後味は悪い。とても意地の悪い幕切れなので、好き嫌いは分かれるだろう。でもこの映画には大興奮させられた。あのサム・ライミが、こんな映画を撮れるんだ!という驚きもあるけれど、掛け値なしに一級品の傑作であると思う。

「雪に閉ざされた田舎町」、「狂う計画」、「意味のない殺人、転がる死体」、「やりきれない幕切れ」という物語の鍵を並べていくと、コーエン兄弟の傑作、『ファーゴ』との類似性に気付かされる。そういえば、サム・ライミとコーエン兄弟といえば、かつて、サム・ライミが監督した『XYZマーダーズ(Crimewave)』の脚本がコーエン兄弟、という縁があったっけな。

しかし、類似性は表面的なものだけで、映画としては全く異なるテイストのものになっている。なにせ、コーエン兄弟の『ファーゴ』は、あのように相当「えぐい」内容を描いていても、終始客観的で冷徹な視点が保たれていて、洗練されたブラック・コメディの趣すらあったのに対して、本作は、当事者意識に基づく濃密な心理劇になっているのである。

え、濃密な心理劇?ライミが?

いや、誰もがびっくりするに違いない。だいたい、ライミといえば、極端なアングルだったり、豪快な主観カメラによる撮影など、個性的でむちゃくちゃなスタイルがトレードマークのようなもので、そうした技巧による特徴的なヴィジュアルによって「目で見せる」タイプの作家だという思い込みがあるからね。

しかし、今回のライミの演出は、ひと味も二味も違う。

じっくりと腰を据えて、容赦なく、登場人物の脂っこく生々しいところ、人間の「生態」とべきいうものを炙り出していく異様なまでの迫力。例えていうなら、曲者ビリー・ボブ・ソーントンの脂汗の匂いや、ブリジッド・フォンダの胸のうちに秘めた語られざる不満や欲望。そういった眼に見えないものまで、フィルムに焼き付いているのではないかというような。

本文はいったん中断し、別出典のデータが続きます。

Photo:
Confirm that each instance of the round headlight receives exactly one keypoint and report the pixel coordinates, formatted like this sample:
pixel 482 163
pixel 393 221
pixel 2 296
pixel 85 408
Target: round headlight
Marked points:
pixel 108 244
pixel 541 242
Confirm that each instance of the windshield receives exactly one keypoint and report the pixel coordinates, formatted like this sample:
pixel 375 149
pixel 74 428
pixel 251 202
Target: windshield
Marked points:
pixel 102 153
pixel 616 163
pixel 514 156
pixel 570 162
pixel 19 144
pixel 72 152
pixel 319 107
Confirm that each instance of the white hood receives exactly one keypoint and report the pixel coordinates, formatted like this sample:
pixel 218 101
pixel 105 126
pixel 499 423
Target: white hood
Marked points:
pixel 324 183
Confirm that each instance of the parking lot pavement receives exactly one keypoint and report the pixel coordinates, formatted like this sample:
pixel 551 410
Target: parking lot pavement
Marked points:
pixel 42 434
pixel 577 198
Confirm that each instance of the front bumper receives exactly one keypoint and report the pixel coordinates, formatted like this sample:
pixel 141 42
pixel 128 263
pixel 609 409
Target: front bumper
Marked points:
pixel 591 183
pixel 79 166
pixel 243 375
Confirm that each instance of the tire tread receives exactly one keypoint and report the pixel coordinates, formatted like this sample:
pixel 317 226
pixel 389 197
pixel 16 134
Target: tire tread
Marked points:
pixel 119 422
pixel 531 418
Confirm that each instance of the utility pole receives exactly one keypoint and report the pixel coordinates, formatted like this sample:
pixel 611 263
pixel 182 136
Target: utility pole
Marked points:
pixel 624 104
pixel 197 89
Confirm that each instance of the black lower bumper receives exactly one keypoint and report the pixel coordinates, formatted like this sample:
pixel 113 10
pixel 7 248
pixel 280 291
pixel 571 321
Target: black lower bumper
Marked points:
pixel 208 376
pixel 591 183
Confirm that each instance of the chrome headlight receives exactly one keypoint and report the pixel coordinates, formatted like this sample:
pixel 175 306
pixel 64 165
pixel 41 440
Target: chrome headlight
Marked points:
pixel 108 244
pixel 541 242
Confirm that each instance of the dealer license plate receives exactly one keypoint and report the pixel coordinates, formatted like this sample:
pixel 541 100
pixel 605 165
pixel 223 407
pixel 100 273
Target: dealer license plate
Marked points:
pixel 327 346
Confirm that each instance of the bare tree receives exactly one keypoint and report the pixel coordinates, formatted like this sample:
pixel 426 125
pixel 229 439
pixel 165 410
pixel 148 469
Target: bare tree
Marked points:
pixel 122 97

究極の選択を迫られた登場人物たちの心理に深く踏み込んでいき、その息苦しいまでの心理状態を観客に体験させんとする「大人のライミ」。ここぞという瞬間まで自らのトレードマークを封印し、技巧に走らず、役者の演技でドラマを語ってみせるのだ。こんな映画が撮れるなら、いったい、この先どんな映画を見せてくれるようになるのか。いやはや、恐るべき才能の持ち主だ。